A point is a dot on a geometric line or figure that is identified with a letter or number. Lines have two points to help name it.

An endpoint is a point on a line segment or ray that defines its stopping point. A ray has one endpoint and a line does not have any.

See visuals of all of these terms at


LineVertex in Angle


Using one hand, point to the sky. Ask students to imagine their pointed finger going on forever and ever. This is a ray. A ray starts at one point and goes on forever. Now, put your arms straight out to both sides and point. Have students imagine that your pointed fingers go on for eternity. This is a line. Next, have students make a ray with their arms again. Now, they need to go shoulder to shoulder with another student so that they form an angle. Explain that the point where their shoulders meet is called a vertex. Finally, have students cross their arms in front to make an X. Sometimes when two lines intersect each other, they make four angles.

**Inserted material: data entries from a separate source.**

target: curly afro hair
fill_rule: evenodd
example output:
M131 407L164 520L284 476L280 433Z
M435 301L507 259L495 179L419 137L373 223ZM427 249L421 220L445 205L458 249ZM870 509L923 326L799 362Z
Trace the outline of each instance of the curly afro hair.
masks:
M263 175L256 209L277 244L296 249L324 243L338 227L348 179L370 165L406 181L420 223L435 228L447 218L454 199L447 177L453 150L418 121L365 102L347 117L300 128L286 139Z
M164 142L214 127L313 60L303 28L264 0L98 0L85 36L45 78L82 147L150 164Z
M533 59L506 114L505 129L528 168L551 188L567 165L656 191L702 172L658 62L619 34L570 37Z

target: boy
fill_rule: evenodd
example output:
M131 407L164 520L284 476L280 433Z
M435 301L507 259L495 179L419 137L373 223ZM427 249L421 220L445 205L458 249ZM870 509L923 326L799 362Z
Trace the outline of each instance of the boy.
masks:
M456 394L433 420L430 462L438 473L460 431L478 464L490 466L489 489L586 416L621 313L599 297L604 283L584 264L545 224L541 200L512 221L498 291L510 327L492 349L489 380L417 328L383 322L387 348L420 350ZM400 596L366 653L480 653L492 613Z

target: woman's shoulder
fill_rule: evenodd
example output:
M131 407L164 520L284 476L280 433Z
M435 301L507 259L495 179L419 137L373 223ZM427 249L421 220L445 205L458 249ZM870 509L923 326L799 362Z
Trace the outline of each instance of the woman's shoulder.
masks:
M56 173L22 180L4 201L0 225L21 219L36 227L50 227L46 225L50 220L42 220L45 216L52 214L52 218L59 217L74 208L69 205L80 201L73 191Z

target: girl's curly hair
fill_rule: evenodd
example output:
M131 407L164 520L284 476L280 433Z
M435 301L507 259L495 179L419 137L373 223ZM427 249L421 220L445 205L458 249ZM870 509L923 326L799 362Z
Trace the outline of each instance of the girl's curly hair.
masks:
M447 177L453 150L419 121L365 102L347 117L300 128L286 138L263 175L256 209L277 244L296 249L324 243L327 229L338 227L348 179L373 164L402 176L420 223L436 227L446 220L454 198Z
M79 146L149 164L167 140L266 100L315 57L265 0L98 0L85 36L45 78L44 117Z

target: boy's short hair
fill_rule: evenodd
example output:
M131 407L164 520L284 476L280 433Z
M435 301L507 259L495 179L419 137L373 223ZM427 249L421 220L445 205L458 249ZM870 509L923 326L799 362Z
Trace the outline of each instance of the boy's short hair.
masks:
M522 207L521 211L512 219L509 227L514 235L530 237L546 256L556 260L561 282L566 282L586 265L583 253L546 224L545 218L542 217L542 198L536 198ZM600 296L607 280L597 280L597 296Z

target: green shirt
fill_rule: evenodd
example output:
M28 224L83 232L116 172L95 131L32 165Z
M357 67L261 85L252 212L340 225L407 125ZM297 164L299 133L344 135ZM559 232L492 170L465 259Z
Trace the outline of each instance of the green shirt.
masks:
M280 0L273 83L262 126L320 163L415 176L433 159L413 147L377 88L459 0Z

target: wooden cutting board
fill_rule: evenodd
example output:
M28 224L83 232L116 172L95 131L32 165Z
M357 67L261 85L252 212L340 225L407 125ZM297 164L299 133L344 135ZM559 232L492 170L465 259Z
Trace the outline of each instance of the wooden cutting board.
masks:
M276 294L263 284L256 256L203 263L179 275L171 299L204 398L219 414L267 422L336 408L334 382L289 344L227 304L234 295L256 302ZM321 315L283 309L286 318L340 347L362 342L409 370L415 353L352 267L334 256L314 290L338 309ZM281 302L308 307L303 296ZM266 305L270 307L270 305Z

Draw a visual representation for each vocabulary word on the board. Now, explain that each ray, line and angle have a name. Draw one endpoint at the end of the ray and one point near the arrow. Write A under the first dot and B under the second dot. Explain that this is ray AB. Now, do the same for the line. Next, draw an angle and label it XYZ. Y should label the vertex. Explain that this is angle XYZ.

Hands on Activity

Give each student six Popsicle sticks, two pom poms and a poster board. Each student needs to make a ray, a line and two angles. The pom poms should represent the vertex. Each ray, line and angle should be named. Students should glue each geometric term to a poster board. This activity can serve as an informal assessment.


Have students draw a ray, line and angle. They should label each one and circle the vertex.


Students find rays, lines and angles in everyday objects around the room. They draw a picture of each and draw an angle where the image shows an angle.


Lesson plans for teaching lines, rays, and angles should not stop at this lesson. Revisit the concepts in daily warm-ups, homework and reviews. Take opportunities to point out angles, lines and rays in real life. Finally, continue having students draw lines, rays and angles. After all, these terms are the building blocks for more difficult concepts.